No wonder our parliamentarians devote so little time to confronting Auckland's housing crisis. They're too busy investing. Over the past year, our 121 MPs seem to have added, between them, nearly 20 more properties to their overall portfolios.

The latest register of MPs' pecuniary interests reveals them owning 245 homes and 71 farms, vacant sections and commercial buildings between them. This easily cracked the 300 mark that eluded them last year.

Government MPs led the way, averaging three houses each, so it's little surprise they're in no particular hurry to strangle the golden property goose that just keeps on giving; to them and their baby-boomer "investor" mates at least.

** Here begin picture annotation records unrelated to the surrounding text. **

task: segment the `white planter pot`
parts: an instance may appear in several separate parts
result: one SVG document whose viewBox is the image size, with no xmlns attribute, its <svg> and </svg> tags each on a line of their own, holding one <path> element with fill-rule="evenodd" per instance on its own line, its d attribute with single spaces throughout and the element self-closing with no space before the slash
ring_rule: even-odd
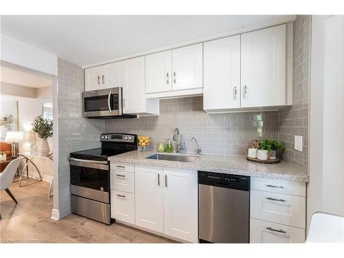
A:
<svg viewBox="0 0 344 258">
<path fill-rule="evenodd" d="M 39 154 L 42 156 L 47 157 L 50 153 L 50 148 L 49 147 L 49 143 L 47 139 L 42 139 L 42 143 L 41 144 L 41 150 Z"/>
</svg>

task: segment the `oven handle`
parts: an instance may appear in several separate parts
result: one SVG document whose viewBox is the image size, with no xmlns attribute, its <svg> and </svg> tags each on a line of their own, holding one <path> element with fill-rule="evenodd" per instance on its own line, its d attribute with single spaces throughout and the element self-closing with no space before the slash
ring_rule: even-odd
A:
<svg viewBox="0 0 344 258">
<path fill-rule="evenodd" d="M 69 158 L 68 160 L 72 166 L 109 171 L 109 164 L 106 161 L 80 160 L 74 158 Z"/>
<path fill-rule="evenodd" d="M 112 113 L 112 109 L 111 109 L 111 104 L 110 104 L 110 97 L 111 97 L 111 92 L 109 92 L 109 95 L 107 96 L 107 107 L 109 107 L 109 111 L 110 113 Z"/>
<path fill-rule="evenodd" d="M 81 159 L 75 158 L 68 158 L 68 160 L 73 160 L 73 161 L 78 161 L 80 162 L 94 163 L 94 164 L 104 164 L 106 165 L 107 164 L 107 161 L 81 160 Z"/>
</svg>

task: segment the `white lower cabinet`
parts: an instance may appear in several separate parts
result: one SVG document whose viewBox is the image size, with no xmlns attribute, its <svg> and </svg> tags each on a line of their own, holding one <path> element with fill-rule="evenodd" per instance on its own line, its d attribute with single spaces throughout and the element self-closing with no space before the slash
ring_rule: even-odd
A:
<svg viewBox="0 0 344 258">
<path fill-rule="evenodd" d="M 135 196 L 133 193 L 111 190 L 111 217 L 135 224 Z"/>
<path fill-rule="evenodd" d="M 197 171 L 135 165 L 136 225 L 197 243 Z"/>
<path fill-rule="evenodd" d="M 304 243 L 305 183 L 252 177 L 250 213 L 250 243 Z"/>
<path fill-rule="evenodd" d="M 136 226 L 164 232 L 164 169 L 160 166 L 135 166 Z"/>
<path fill-rule="evenodd" d="M 164 169 L 164 233 L 197 243 L 198 191 L 197 171 Z"/>
<path fill-rule="evenodd" d="M 250 243 L 303 243 L 305 230 L 263 220 L 250 219 Z"/>
<path fill-rule="evenodd" d="M 251 190 L 250 217 L 305 227 L 305 198 Z"/>
</svg>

At times, I feel like I'm the only Auckland baby-boomer not indulging in the current speculative frenzy. I do admit to a momentary twinge when the villa next door to mine went up for sale 20 or more years ago. But when I realised it would mean I'd have to ramp up the rent to cover the mortgage and drive out the current tenants, I knew I wasn't cut out to be a landlord.


My elderly neighbours were turfed out anyway. But not by me.

My feelings were no doubt coloured by prior experiences of renting privately in London. Soon after moving into the upstairs of an elderly terrace house, I ran into an old friend from Auckland who was working in the local council. She offered to check whether my flat had a controlled rent, something I knew nothing about. It did, and the council ordered the landlord to lower the rent, and reimburse me for early over-payment accordingly. I shared the good news with the tenants downstairs. It was part of tenant-friendly regulations, used to ensure housing was both affordable and to discourage rampant speculation.

This came to mind while reading the recent Herald probe into the affordability crisis. It canvassed a smorgasbord of possible solutions, such as throwing open Auckland's development boundaries, intensification, cutting immigration, taxing speculators, and restricting the flood of bank lending that has fuelled the buying frenzy.

Into this mix I would add a legal requirement that the speculators/amateur landlords treat their rental properties not just as tickets to unearned wealth, but as someone else's home, for which they have obligations, both to society, and the tenants. One suspects such an obligation would have a salutary effect on the present free-for-all.

The international benchmark for such legislation is article 14 of the Basic Law of the German Federal Republic which states: "Property entails obligations. Its use should also serve the public good."

In Germany, nearly 60 per cent of people rent their homes. In bigger cities it's higher. The reasons are historic. After the war, few citizens could afford to build their own home.

With a majority of voters renting, and housing associations and private companies the main landlords, housing law in Germany has developed to protect the rights and interests of the renter, rather than the private owner, as here. There are no tax advantages, for example, to home ownership. Rents are regulated, tenants can't be kicked out on a whim, or because the landlord wants to move a relative in, or sell up. You can put down roots in your chosen neighbourhood with a security of tenure impossible in Auckland.

Accommodation also has to be of a liveable standard. Compare that with here where the last Building Research Association of NZ House Condition Survey noted that "nearly twice as many rented houses were in poor condition compared to owner-occupied houses". Only 22 per cent of rental properties in the main three cities were in good condition, 44 per cent were in "poor condition". Nearly three-quarters "had some mould".

Today, Labour leader Andrew Little will introduce a Healthy Homes Guarantee Bill setting minimum standards for insulation, heating and ventilation in rental accommodation.

With 51 per cent of New Zealanders over 15 now renting, and young home buyers all but locked out of the Auckland market, it's amazing such legislation is not already in place. Given the present crisis, it's little more than a token gesture. If adopted though, it would be a belated signal from our property-accumulating MPs that they finally acknowledge that with property ownership comes social obligations.